Stanley Kurtz, Guest Contributor

 etoiledunord, you're right that Obama does not focus on classic socialist strategies of nationalization.  One of the themes of Radical-in-Chief is that American socialists in the eighties largely abandoned that approach in favor of alternative means of gaining public control over the economy.  Community organizing was central to those new strategies.  Kevin Williamson's very thoughtful and important new book puts forward a revised definition of socialism that takes into account regulatory techniques for achieving a kind of de facto central planning, without the political drawbacks of direct public ownership.

AmishDude, I've heard nothing about this case, but in the book I do talk about the fact that Reverend Wright was at war with many in his own congregation over his political views.  That's one reason of many I give in the chapter on Wright for believing that Obama had to know what his minister was up to.

Stanley Kurtz, Guest Contributor

 Chris, I don't have any magical answers.  The mainstream press doesn't want to allow serious criticism based on research into Obama's past to break through to the broader public.  That's why they hype silly theories like birtherism and the notion that Obama is committed Muslim, as a way of discrediting critics.  On the other hand, Obama's critics have provided the media with plenty of fodder for that strategy.

Charles, it's true that socialists argue amongst themselves all the time about what socialism is.  One of the things I do in the book is to show how these factional battles played out among the socialist community organizers who schooled Obama.  And, yes, they did look for indirect ways to achieve socialist ends without formal government nationalization.

Stanley Kurtz, Guest Contributor

Yes, David, in Dreams from My Father, Obama speaks of his time working at a business when he was just out of college, but not yet a community organizer, as something like being a spy behind enemy lines.  Speaking about the business world as your enemy is a pretty strong hint of where the young Obama was coming from, which gets at my response to Harlech's point.

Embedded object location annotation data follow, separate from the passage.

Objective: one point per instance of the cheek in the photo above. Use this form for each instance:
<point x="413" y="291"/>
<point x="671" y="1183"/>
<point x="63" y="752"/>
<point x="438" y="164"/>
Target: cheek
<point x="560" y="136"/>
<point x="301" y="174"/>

Aodhan, Obama himself tells us that he was a fan of "post-colonial" theory.  This is clearly an element of how he sees the world.  Reverend Wright was effectively an advocate of what Marxist scholars call "dependency theory," the idea that most of the troubles of Third World nations are the fault of Western capitalist exploitation.  So it's not an either/or between socialism and various forms of post-colonial theory.  I just think D'Souza tries to do too much with too little.  I try to build up a careful narrative, using measured language, lots of data, and running along Obama's larger life-trajectory.  I think that puts things in better perspective and makes a more convincing case.

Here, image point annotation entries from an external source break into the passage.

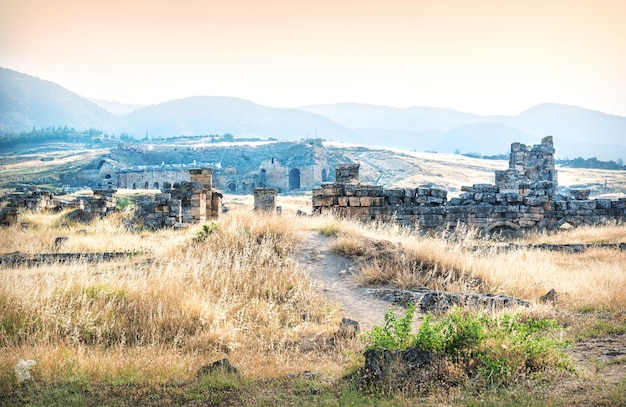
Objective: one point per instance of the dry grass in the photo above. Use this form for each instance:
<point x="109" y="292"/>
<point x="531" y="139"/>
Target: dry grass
<point x="595" y="279"/>
<point x="188" y="299"/>
<point x="233" y="289"/>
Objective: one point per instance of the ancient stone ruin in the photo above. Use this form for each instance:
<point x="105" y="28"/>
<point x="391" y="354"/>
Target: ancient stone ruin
<point x="86" y="208"/>
<point x="525" y="196"/>
<point x="183" y="202"/>
<point x="265" y="199"/>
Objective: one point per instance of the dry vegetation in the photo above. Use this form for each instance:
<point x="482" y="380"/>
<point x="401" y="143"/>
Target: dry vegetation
<point x="232" y="288"/>
<point x="594" y="279"/>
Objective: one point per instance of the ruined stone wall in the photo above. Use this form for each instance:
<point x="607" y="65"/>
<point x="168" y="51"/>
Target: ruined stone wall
<point x="528" y="201"/>
<point x="529" y="165"/>
<point x="265" y="199"/>
<point x="187" y="202"/>
<point x="32" y="199"/>
<point x="150" y="177"/>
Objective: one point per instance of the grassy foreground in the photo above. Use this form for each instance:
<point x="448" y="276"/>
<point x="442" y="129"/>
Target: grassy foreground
<point x="135" y="331"/>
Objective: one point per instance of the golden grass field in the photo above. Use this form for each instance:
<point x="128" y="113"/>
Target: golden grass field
<point x="184" y="298"/>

Stanley Kurtz, Guest Contributor

 Stuart, I don't think Obama wants to resurrect old-style authoritarian Soviet socialism.  Like the New Party he joined in 1996, I think he's see the vision of the left parties in Scandinavia as an ideal model.  Obama probably does favor long-term moves toward a transnational legal regime, as many European leftists do.  But mostly I think he wants to downplay foreign policy controversies so as to concentrate on expanding and reshaping the American welfare state.

Harlech, if all we had was information on Obama in 1996 and today, your take would be one plausible way of making sense of his motivations.  When you look at the full trajectory of his life, however, I think Weigel's idea of Obama as pandering liberal hack fails.  In Radical-in-Chief I trace out a continuous thread of socialist activity.  Obama himself, in his memoirs, emphasizes the sincerity and continuity of his deepest political convictions.  I think that's sincere, and tough to fake, even if Obama has omitted to tell us the full dimensions of what his convictions are.